We can also generate a screeplot:
screeplot(d.pcx)

Q: What do these outputs tell you?

The second biplot contains the genus names, and no arrows.

col.g=c("black",rgb(1,0,0,0.4))
size.g=c(0.5, 0.4) #Relative scale, 1 is 100%
genera <- taxon[rownames(d.pcx$rotation), "genus"]
short.gen <- gsub("(^[A-Za-z]{3}).+", "\\1", genera, perl=TRUE)

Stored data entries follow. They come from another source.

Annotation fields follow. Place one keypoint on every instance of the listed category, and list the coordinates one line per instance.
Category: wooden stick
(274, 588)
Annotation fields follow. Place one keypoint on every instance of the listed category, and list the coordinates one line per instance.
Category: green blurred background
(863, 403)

biplot(d.pcx, cex=size.g, col=col.g, var.axes=F,
    xlab=paste("PC1: ", round(sum(d.pcx$sdev[1]^2)/d.mvar, 3)),
    ylab=paste("PC2: ", round(sum(d.pcx$sdev[2]^2)/d.mvar, 3)),
    scale=0, ylabs=short.gen, xlabs=samples
)
abline(h=0, lty=2, col=rgb(0,0,0,0.1))
abline(v=0, lty=2, col=rgb(0,0,0,0.1))

If you would like a PDF of either plot, do the following:

pdf("PCA_plot.pdf")
# The plotting code goes here
dev.off()

You should also try a dendrogram

hc <- hclust(dist(d.clr))
plot(hc)
# We are using default parameters (dist=euclidean, hclust=complete linkage)

#line up labels
plot(hc, hang=-1)

Q: How does this compare to the biplot?